🤖 AI Summary
fMRI–text paired data are extremely scarce, hindering the development of general-purpose, cross-modal alignment models between neural activity and semantic cognition.
Method: We propose a three-stage framework: (1) a neuro-tokenizer that maps fMRI voxel sequences into language-like tokens; (2) construction of a large-scale descriptive fMRI corpus to bridge the modality gap; and (3) end-to-end sequence-level fMRI-to-language alignment via LLM integration, LoRA-efficient fine-tuning, and multi-task instruction tuning.
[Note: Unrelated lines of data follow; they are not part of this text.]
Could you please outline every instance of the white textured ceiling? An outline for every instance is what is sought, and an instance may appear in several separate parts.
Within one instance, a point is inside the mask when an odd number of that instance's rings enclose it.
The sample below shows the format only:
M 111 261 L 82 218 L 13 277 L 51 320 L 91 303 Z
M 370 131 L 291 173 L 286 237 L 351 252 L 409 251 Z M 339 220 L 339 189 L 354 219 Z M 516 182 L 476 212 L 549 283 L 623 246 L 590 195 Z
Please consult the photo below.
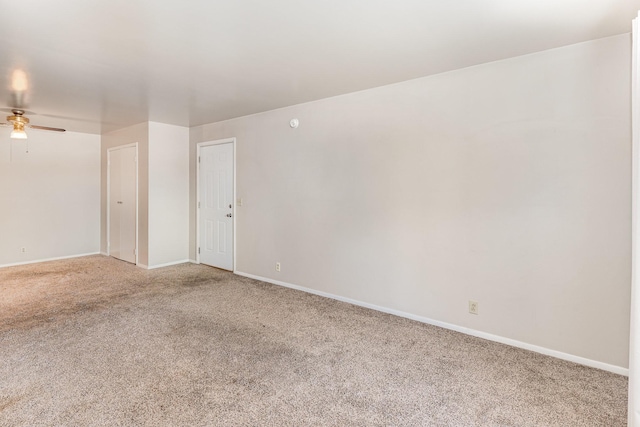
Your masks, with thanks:
M 630 32 L 640 0 L 0 1 L 0 107 L 194 126 Z

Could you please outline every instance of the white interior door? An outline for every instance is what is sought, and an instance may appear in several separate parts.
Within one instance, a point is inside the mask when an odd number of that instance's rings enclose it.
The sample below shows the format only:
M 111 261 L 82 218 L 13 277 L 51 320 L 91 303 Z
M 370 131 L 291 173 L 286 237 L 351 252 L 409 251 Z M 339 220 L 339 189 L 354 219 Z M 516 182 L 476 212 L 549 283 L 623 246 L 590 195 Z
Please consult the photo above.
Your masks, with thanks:
M 109 151 L 109 255 L 136 263 L 136 147 Z
M 233 144 L 200 148 L 200 262 L 233 270 Z

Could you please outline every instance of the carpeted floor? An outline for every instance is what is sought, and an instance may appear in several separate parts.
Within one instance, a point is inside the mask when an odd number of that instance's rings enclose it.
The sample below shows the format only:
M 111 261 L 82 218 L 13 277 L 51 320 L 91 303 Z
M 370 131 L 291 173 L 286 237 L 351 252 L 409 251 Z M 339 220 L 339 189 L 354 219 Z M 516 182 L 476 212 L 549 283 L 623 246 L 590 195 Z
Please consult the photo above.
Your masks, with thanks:
M 0 269 L 1 426 L 622 426 L 627 379 L 200 265 Z

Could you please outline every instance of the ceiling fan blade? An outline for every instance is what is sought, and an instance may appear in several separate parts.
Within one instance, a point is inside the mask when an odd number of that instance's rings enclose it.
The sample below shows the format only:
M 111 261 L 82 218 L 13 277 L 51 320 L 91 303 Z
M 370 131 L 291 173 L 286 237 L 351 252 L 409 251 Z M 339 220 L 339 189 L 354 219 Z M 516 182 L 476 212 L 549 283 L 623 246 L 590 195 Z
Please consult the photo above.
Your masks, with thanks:
M 60 129 L 60 128 L 50 128 L 48 126 L 37 126 L 37 125 L 29 125 L 29 127 L 31 129 L 39 129 L 39 130 L 50 130 L 53 132 L 66 132 L 66 129 Z

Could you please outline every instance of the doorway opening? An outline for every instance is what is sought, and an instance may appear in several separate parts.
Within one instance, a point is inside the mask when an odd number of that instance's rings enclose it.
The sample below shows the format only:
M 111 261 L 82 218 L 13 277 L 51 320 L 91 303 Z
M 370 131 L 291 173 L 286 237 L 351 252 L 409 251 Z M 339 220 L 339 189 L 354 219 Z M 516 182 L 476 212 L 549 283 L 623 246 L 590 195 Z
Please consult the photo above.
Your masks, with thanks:
M 107 255 L 138 264 L 138 144 L 107 150 Z
M 235 138 L 197 145 L 196 261 L 235 270 Z

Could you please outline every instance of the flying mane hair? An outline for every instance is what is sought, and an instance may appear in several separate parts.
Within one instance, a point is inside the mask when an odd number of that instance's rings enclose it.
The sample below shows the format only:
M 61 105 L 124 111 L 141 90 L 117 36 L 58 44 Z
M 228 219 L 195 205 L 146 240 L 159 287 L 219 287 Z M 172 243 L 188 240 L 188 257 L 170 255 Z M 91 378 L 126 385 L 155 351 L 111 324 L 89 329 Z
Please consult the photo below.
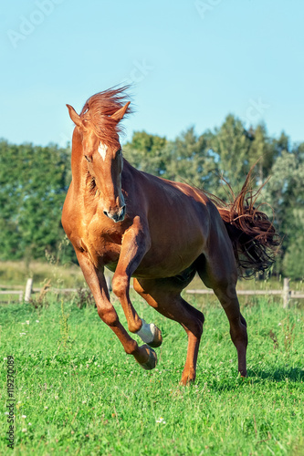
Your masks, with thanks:
M 130 86 L 111 88 L 92 95 L 84 104 L 80 118 L 85 127 L 93 130 L 95 135 L 105 144 L 110 145 L 117 140 L 117 135 L 123 131 L 120 122 L 111 119 L 111 115 L 122 108 L 128 101 L 126 90 Z M 126 114 L 132 112 L 130 106 Z

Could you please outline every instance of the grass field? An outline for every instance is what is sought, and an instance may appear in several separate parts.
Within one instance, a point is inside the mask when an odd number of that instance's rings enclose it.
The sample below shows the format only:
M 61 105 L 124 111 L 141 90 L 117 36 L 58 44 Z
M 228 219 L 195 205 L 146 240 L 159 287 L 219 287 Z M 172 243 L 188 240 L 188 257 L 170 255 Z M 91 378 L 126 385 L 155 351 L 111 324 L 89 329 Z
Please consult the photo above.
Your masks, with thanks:
M 181 387 L 185 333 L 132 297 L 162 331 L 152 371 L 124 354 L 94 307 L 51 297 L 47 307 L 1 306 L 0 454 L 304 454 L 303 310 L 246 303 L 248 378 L 240 378 L 225 316 L 205 298 L 196 382 Z M 14 451 L 5 440 L 9 356 Z

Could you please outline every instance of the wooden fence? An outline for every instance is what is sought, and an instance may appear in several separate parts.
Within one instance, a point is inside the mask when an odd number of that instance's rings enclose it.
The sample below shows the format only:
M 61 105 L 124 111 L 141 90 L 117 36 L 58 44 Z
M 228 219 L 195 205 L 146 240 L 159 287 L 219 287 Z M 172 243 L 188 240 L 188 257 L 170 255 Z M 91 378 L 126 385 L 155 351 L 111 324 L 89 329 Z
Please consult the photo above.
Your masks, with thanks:
M 111 283 L 110 277 L 107 277 L 107 284 L 109 290 L 111 291 Z M 0 285 L 0 288 L 4 288 L 5 285 Z M 33 279 L 27 279 L 26 288 L 22 289 L 22 287 L 18 286 L 18 289 L 15 290 L 0 290 L 0 295 L 18 295 L 19 302 L 29 302 L 31 299 L 31 295 L 33 293 L 40 293 L 43 288 L 33 288 Z M 49 291 L 53 293 L 77 293 L 77 288 L 54 288 L 49 287 Z M 289 279 L 284 279 L 283 288 L 279 290 L 236 290 L 237 295 L 280 295 L 283 300 L 283 307 L 288 307 L 290 299 L 304 299 L 304 292 L 301 291 L 294 291 L 289 288 Z M 213 290 L 207 289 L 186 289 L 186 293 L 194 294 L 194 295 L 213 295 Z

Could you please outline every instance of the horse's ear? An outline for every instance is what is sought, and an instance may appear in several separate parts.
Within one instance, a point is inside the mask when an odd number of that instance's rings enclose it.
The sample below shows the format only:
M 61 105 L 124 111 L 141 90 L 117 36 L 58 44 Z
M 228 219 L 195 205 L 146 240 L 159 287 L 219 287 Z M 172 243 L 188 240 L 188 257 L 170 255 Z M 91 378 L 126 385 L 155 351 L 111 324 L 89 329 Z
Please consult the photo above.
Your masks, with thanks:
M 70 105 L 67 105 L 67 108 L 68 109 L 69 117 L 71 118 L 71 119 L 73 120 L 75 125 L 79 127 L 79 129 L 83 129 L 83 123 L 82 123 L 82 120 L 80 119 L 80 116 L 76 112 L 74 108 Z
M 114 114 L 112 114 L 110 116 L 110 118 L 113 119 L 113 120 L 116 120 L 117 122 L 120 122 L 121 120 L 121 119 L 123 118 L 123 116 L 125 115 L 126 110 L 128 109 L 130 103 L 131 102 L 128 101 L 128 103 L 126 103 L 118 111 L 114 112 Z

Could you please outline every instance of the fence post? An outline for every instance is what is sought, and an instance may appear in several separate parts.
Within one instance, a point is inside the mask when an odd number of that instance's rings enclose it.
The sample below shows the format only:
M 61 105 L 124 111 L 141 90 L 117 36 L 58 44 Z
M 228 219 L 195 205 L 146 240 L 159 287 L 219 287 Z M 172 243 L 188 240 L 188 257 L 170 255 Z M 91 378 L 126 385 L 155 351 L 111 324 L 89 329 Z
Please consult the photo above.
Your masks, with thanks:
M 106 275 L 106 282 L 107 282 L 108 290 L 112 291 L 112 281 L 111 281 L 110 275 Z
M 26 285 L 26 293 L 25 293 L 25 302 L 28 303 L 31 298 L 33 287 L 33 279 L 27 279 Z
M 289 299 L 290 299 L 290 290 L 289 290 L 289 280 L 288 278 L 284 279 L 283 285 L 283 309 L 286 309 L 288 306 Z

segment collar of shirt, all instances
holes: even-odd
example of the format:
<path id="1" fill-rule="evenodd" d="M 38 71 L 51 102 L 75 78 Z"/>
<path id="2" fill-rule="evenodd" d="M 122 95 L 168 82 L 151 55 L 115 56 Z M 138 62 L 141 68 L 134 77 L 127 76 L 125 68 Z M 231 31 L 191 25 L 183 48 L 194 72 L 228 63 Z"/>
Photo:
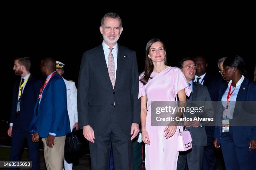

Contribution/Results: This work introduces the first general-purpose fMRI–language foundation model enabling deep semantic coupling between fMRI signals and large language models. It achieves state-of-the-art performance on zero-shot and few-shot fMRI decoding, as well as semantic retrieval benchmarks—significantly outperforming prior methods. Our approach establishes a scalable, generalizable paradigm for brain–language interfaces, advancing foundational modeling of neural semantics.
📝 Abstract
Recent advances in multimodal large language models (LLMs) have enabled unified reasoning across images, audio, and video, but extending such capability to brain imaging remains largely unexplored. Bridging this gap is essential to link neural activity with semantic cognition and to develop cross-modal brain representations. To this end, we present fMRI-LM, a foundational model that bridges functional MRI (fMRI) and language through a three-stage framework. In Stage 1, we learn a neural tokenizer that maps fMRI into discrete tokens embedded in a language-consistent space. In Stage 2, a pretrained LLM is adapted to jointly model fMRI tokens and text, treating brain activity as a sequence that can be temporally predicted and linguistically described. To overcome the lack of natural fMRI-text pairs, we construct a large descriptive corpus that translates diverse imaging-based features into structured textual descriptors, capturing the low-level organization of fMRI signals. In Stage 3, we perform multi-task, multi-paradigm instruction tuning to endow fMRI-LM with high-level semantic understanding, supporting diverse downstream applications. Across various benchmarks, fMRI-LM achieves strong zero-shot and few-shot performance, and adapts efficiently with parameter-efficient tuning (LoRA), establishing a scalable pathway toward a language-aligned, universal model for structural and semantic understanding of fMRI.